The goal of this is to provide a mechanism for HTTP applications to blind themselves to IP address and other identifying network information such as connection pooling behavior and advertise that fact to clients such that they can change their behaviour accordingly.
Some applications will be able to live behind an IP-blinded endpoint and some will not. A goal of this explainer is to start a conversation about what uses could live with IP-blinding — and for use cases that could not live with it, what relaxation of blinding could meet those uses without allowing full IP-based tracking.
It is also a goal of this proposal to not interfere with the normal operations of servers, including the use of IP address as bot, DoS and SPAM detection.
It is not a goal of this proposal to provide universal IP privacy.
Consider the high-level division of an HTTP serving stack into its serving infrastructure layer and its application layer. The serving infrastructure has access to the IP address and other network identifiers, but not the application data while the application has access to the application data but not the network identifiers. In this way, the two sets of information cannot be combined to produce a durably identifying fingerprint.
We propose introducing a signed attestation (perhaps in the form of an HTTP header) that advertises the fact that a server masks IP addresses and other identifying network information from the application layer of the services that it hosts. A CDN could offer this as a feature to the services they host such that the hosted service can access more APIs than would otherwise be available because their Privacy Budget hasn’t been exhausted on the IP address. Similarly, reverse proxies could provide the same service without the burden of hosting the services.
Policy Enforcement Mechanisms
Optionally, the certificate extension can include a signed assertion from an organization that asserts that the server operator is in compliance with the agreed upon policies and verifies that through some audit mechanism. Clients can choose to only trust the assertions of certificate extensions with signatures of organizations that they trust.
A public CDN or reverse proxy could be spot checked periodically. Anyone can set up an instance on a public CDN and test to see if it reveals network identifiers. This could be done by an auditor as part of its normal checks or crowd-sourced from volunteers. CDNs advertising IP privacy and found to be exposing network identifiers can be block-listed such that their privatization assertion is ignored and the content they host have the IP address accounted for in their privacy budget.

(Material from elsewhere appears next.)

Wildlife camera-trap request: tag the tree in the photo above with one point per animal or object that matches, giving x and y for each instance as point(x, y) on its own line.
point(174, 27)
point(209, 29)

IP is used by many services to give roughly geo-located content and to obey local laws and regulations. There are a couple options. There is already the Geolocation API, but we probably don’t want to condition people on granting high precision geolocation to most sites. Presumably better, since this is the removal of previously passively available information, geo-ip-granularity location could be made available through a client hint, which also allows the sites consuming the information to be tracked, measured and potentially denied. Alternatively, if policy allows it, the privatizer could provide geo-IP information to the hosted services. Providing country-level location information to the hosted service would allow services to conform to local laws while at the same time not providing significant identifying information.
DoS and Fraud Prevention
Since IP is used as a signal for DoS and Fraud detection and prevention it is important to think through the implications of removing that signal for some use cases. To start, this proposal is opt-in, so services that rely on IP as a key signal do not need to opt into being blinded. Clearly some services will want to use APIs that reveal large amounts of entropy and also prevent DoS and Fraud though. By design under this proposal, IP is still available to part of the serving stack such that DoS protections can be implemented that still fully incorporate IP address. Similarly, IP signals will be available to the blinder to be incorporated into fraud prevention. Additionally, Trust Tokens could be used to use trust derived from a first party notion of identity in a third party context.